当目标拍摄物在主设备的拍摄视野外时,将第一时延作为主音频信号与所述第二附加音频信号之间的目标时延,根据第一时延,将第二附加音频信号与主音频信号在时域上对齐,得到第一附加音频信号。
图1中的延迟补偿器可以根据上述第一延迟,将第二附加音频信号与主音频信号进行时间域上的在时域上对齐,得到第一附加音频信号。
318、根据主设备的拍摄视野,对主音频信号在拍摄视野以内区域进行空间滤波,得到聚焦音频信号。
319、将第一附加音频信号作为参考信号,对聚焦音频信号进行自适应滤波处理,得到目标音频信号。

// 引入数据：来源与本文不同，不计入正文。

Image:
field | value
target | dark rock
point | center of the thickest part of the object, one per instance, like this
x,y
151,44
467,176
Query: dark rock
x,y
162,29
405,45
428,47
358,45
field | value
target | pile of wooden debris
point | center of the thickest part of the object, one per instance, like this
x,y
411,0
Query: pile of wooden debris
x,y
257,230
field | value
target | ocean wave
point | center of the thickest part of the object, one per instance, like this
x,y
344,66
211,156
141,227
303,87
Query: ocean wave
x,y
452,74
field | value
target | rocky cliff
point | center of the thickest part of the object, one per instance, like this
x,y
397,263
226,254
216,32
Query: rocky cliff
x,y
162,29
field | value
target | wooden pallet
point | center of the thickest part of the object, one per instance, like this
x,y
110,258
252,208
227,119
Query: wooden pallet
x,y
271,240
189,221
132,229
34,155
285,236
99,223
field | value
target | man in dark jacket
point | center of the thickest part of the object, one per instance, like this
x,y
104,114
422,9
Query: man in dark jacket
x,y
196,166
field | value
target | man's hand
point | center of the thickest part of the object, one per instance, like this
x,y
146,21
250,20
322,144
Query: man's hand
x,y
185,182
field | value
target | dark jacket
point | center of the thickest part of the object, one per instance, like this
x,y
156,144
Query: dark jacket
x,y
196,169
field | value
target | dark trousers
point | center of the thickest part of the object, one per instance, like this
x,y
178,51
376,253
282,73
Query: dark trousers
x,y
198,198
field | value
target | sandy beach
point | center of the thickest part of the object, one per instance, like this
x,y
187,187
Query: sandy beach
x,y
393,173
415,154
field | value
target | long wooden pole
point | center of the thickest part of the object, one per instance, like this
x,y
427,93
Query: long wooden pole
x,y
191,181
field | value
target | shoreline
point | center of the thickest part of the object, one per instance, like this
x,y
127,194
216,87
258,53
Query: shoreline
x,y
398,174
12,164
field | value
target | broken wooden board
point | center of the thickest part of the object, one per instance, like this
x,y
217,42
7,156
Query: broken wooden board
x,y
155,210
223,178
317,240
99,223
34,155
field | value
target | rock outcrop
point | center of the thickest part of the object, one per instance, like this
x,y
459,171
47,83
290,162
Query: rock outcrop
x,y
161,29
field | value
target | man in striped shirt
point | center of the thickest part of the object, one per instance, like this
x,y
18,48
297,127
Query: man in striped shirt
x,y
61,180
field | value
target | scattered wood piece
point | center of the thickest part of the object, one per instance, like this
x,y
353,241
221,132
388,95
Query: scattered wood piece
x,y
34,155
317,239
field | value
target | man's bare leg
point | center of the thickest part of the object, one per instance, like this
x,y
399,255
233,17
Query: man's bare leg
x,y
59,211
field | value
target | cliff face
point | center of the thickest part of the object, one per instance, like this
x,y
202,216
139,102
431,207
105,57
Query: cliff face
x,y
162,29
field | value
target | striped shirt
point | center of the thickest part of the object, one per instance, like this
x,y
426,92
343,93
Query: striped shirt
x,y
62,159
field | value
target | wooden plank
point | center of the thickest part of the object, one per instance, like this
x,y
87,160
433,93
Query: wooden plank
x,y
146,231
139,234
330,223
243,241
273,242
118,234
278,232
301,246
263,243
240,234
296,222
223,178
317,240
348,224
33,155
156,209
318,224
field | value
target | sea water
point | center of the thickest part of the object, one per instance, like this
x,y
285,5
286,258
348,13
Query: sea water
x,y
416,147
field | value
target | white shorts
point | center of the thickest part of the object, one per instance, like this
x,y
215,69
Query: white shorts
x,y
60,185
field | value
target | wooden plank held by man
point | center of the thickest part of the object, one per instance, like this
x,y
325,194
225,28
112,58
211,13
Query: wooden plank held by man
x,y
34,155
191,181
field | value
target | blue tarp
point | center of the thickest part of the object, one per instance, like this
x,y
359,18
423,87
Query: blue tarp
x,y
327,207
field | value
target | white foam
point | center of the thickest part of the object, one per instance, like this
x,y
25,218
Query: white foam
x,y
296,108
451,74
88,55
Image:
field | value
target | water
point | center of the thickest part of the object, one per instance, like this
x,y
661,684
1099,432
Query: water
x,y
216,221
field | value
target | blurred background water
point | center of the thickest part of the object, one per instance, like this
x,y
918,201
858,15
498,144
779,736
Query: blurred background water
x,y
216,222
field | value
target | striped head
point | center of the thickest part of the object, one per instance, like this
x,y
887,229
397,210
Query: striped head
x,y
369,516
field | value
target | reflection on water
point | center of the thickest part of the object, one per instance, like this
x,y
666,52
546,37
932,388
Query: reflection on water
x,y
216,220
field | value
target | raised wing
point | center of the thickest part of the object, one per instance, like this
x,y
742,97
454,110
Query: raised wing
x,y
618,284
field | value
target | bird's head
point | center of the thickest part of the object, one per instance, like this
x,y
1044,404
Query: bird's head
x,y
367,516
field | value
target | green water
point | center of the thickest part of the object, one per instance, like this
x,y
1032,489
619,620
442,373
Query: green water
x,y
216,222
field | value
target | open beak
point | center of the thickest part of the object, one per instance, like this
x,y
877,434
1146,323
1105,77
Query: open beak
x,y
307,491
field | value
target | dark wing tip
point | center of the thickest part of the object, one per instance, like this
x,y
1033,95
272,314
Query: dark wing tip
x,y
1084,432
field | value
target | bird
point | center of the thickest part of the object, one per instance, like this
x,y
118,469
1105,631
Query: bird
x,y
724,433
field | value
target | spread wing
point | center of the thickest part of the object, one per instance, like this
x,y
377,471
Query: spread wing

当目标拍摄物处于拍摄视野范围内时,由于已经通过附加音频信号获得了高质量的特写音频信号,空间滤波的主要目的是为了获得更纯净的环境音频信号,因此空间滤波的目标区域是拍摄视野范围之外,得到的信号在以下称为反向聚焦音频信号;而当目标拍摄物处于拍摄视野范围之外时,由于需要通过空间滤波来获得拍摄视野内的特写音频信号,因此空间滤波的目标区域即是拍摄视野范围,得到的信号在以下称为聚焦音频信号。
进一步的,在进行空间滤波时,结合了主设备的拍摄视野,可以跟随主设备的拍摄视野的变化,使得对局部音频信号进行了定向增强。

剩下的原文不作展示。